My Path to Becoming an M1 Garand Collector, Researcher and Author, Part 4 By Scott Duff
For most of the 1980s I was employed at the Pittsburgh based headquarters of a major national mechanical contractor that specialized in large industrial and commercial projects. I worked in the law department as a contracts administrator specializing in claims and litigation support. My activities included coordination with outside attorneys, document discovery, claims writing, contract writing, and preparing expert witness testimony. My work experience prepared me for research and writing on the topic of the M1 Garand rifle. Therefore, it seemed logical to me to transfer the results of my research at SANHS and the documents I received from Dr. Ezell into a book on Garand collecting. There certainly was a need as no such book existed in 1988. In addition, my stepfather owned a large printing company and as an FFL holder I had been selling M1 rifles and parts, so these contacts caused me to know what information collectors were seeking in a book. I had access to a printer and I had a potential customer list. And having had quite a few articles published in the GCA Newsletter gave me some name recognition with the membership.
I decided that writing the first book on collecting World War II M1 Garands was viable and would move forward. My only impediment was that I did not own a computer. Back then not many had a PC in their home. My only option was to write the book using a tablet and pencil! But how was I going to get it into a format from which it could be printed? My stepfather came to the rescue by kindly offering to have it typeset by his printing company.
I began the project in October 1987. The writing of text and photo captions, compiling data sheets, formatting the month end serial number tables, photographing rifles and components, and designing a the front and back cover took me seven weeks. All while working at my 40+ hour a week day job. I was motivated! I finished the book in December and turned it over to my stepfather’s printing company. In January 1988 he delivered 1,000 books. “The M1 Garand of World War II” was of 6” x 9’ size with 77 numbered pages, 25 photographs, 8 data sheets, 7 tables, and 3 charts. It was softcover and saddle stitched. The retail price was $9.95.

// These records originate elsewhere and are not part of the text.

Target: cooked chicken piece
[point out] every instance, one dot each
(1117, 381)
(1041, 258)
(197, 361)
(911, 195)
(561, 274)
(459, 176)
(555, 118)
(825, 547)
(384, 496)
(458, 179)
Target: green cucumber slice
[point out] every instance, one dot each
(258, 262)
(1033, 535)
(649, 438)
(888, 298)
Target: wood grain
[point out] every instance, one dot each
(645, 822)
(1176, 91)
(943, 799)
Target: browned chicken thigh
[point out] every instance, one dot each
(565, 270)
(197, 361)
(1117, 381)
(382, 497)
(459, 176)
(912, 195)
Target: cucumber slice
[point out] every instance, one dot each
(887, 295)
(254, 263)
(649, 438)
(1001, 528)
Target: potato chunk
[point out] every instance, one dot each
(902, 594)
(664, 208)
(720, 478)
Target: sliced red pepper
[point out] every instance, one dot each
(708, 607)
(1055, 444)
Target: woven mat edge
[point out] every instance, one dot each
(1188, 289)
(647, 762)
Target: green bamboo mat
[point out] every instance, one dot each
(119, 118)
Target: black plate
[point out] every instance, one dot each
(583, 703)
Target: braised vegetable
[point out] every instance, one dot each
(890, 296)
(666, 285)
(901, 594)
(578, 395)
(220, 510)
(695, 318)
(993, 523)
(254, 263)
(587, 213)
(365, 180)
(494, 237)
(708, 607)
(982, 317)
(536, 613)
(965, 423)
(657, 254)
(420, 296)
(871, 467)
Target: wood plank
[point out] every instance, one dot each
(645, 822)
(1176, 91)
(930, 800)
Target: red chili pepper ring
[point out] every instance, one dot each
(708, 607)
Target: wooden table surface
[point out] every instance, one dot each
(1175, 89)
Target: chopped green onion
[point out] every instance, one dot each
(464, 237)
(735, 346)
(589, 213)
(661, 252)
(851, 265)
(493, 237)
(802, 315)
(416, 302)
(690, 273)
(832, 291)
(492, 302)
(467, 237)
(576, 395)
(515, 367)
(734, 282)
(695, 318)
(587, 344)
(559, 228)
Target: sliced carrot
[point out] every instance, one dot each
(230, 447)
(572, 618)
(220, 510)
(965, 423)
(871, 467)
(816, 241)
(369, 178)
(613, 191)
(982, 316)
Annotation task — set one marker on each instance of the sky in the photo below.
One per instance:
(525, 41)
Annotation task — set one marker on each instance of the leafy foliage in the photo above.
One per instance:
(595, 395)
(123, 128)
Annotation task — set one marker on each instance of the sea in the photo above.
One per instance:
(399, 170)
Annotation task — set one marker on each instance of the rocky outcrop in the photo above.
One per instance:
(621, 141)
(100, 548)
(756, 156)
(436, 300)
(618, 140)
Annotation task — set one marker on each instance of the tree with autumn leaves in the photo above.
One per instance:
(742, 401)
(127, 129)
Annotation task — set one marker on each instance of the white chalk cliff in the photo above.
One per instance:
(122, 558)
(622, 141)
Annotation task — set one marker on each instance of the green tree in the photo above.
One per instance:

For marketing I used my M1 rifles and parts customer list, contacted military parts dealers from their ads in The Shotgun News, and Dick Deane gave me a plug in the GCA Newsletter. My hope was to sell those 1,000 copies of the first printing as that would give me enough profit to buy a home computer and one really good condition, original M1 Garand. I had no idea what was about to happen. To say that the book was wildly successful would be a huge understatement. By April 1993, when I took it out of print, I had sold 10,000 copies! No one was more surprised than I. It was the right subject, at the right price point, and exactly the right time. Garand collecting had exploded in popularity due in large part to the repatriation of hundreds of thousands of M1 rifles returned to the United Sates from South Korea. This caused great growth in the membership of the GCA, which further fueled interest.
The next question became “What to do next?” My response was to write and publish “The M1 Garand: Post World War II” (the large blue book) in 1989 and follow that up with “The M1 Garand: World War II” (the Big Red Book) in the fall of 1993. In September of 1994, I ended my corporate career and became a fulltime writer and publisher and dealer in collectible US martial arms and accoutrement. Someday I’ll tell you how that transpired as that story contains interesting twists and turns that continue to affect Garand collectors and shooters to this day.